This Stunning New Photo Captures What Happens When Galaxies Collide

Impact

The National Aeronautics and Space Administration and its counterparts in the European Space Agency have started off 2016 with an astonishing look at what happens when two galaxies run into each other.

A new photograph from the agencies' jointly run Hubble Space Telescope depicts two massive galaxies merging, capturing a moment of chaos on an otherworldly scale.

Wide Field Planetary Camera 2/NASA/ESA

According to a blog post on the NASA web site, the photograph was taken by the Wide Field Planetary Camera 2, one of the instruments on the telescope, and depicts Galaxy NGC 6052 — actually two galactic bodies in the process of merging "around 230 million light-years away in the constellation of Hercules."

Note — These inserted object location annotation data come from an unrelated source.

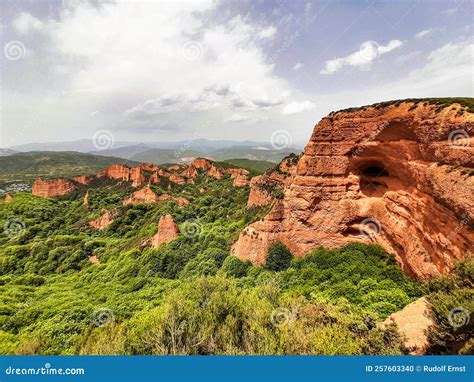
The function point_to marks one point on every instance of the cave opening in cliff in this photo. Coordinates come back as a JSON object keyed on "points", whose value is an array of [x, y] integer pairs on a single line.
{"points": [[373, 178], [374, 171]]}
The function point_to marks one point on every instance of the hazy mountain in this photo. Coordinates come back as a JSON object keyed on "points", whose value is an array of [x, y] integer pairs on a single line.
{"points": [[6, 152], [160, 156], [132, 148], [27, 166]]}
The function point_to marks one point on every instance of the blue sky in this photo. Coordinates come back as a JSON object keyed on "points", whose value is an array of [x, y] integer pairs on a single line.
{"points": [[151, 71]]}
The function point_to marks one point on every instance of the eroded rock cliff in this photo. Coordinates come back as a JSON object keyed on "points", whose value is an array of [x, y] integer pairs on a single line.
{"points": [[399, 175]]}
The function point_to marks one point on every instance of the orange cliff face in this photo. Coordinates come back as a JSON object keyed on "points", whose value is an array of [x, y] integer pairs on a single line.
{"points": [[47, 188], [388, 175], [167, 231]]}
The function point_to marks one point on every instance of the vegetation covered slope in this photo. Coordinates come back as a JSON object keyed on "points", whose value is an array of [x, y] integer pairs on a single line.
{"points": [[188, 296]]}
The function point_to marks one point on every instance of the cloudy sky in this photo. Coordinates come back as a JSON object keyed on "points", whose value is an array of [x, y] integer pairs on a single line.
{"points": [[164, 71]]}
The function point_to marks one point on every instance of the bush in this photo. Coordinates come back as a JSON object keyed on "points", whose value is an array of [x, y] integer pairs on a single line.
{"points": [[278, 258], [234, 267]]}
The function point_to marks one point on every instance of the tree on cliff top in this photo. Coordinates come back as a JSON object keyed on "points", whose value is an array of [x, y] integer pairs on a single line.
{"points": [[279, 257]]}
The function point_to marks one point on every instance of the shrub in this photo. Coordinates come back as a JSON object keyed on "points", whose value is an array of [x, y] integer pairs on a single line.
{"points": [[278, 258]]}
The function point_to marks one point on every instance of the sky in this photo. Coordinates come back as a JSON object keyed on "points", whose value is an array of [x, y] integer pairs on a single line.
{"points": [[151, 71]]}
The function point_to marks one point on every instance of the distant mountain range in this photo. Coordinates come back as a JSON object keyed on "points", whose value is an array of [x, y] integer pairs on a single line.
{"points": [[167, 152]]}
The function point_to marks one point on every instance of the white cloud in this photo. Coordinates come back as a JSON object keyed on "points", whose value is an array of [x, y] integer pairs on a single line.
{"points": [[298, 66], [423, 33], [362, 59], [237, 118], [25, 23], [268, 33], [140, 61], [297, 107]]}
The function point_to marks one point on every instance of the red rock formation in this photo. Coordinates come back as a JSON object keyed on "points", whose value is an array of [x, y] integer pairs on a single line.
{"points": [[116, 171], [167, 231], [216, 172], [178, 179], [264, 187], [234, 172], [85, 200], [175, 167], [154, 178], [47, 188], [383, 175], [240, 181], [413, 322], [84, 179], [136, 176], [103, 221], [144, 196]]}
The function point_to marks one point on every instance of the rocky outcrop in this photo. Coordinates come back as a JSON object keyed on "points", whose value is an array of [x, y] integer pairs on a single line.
{"points": [[116, 171], [136, 176], [393, 175], [84, 179], [167, 231], [146, 195], [240, 180], [265, 188], [85, 200], [104, 220], [178, 179], [216, 172], [47, 188], [413, 322]]}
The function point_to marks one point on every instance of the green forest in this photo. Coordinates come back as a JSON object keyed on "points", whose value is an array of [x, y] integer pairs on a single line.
{"points": [[190, 296]]}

As the two galaxies merge, they enter a period of chaos while the orbits of various solar bodies are disrupted, before eventually settling into a stable new configuration.

The 230 million light-year gap between Earth and NGC 6052 does mean, however, like much photography of distant astronomical bodies, that the photo is capturing something that happened hundreds of millions of years ago. What NGC 6052 looks like today is unknown.

Galactic mergers are far from rare — as Space.com notes, our own Milky Way galaxy is on a "collision course" with the Andromeda galaxy. The two will eventually merge in about 4 billion years, as depicted in the below simulation.

For the record, yes, the sun could be one of those stars flying off into the meaningless ether.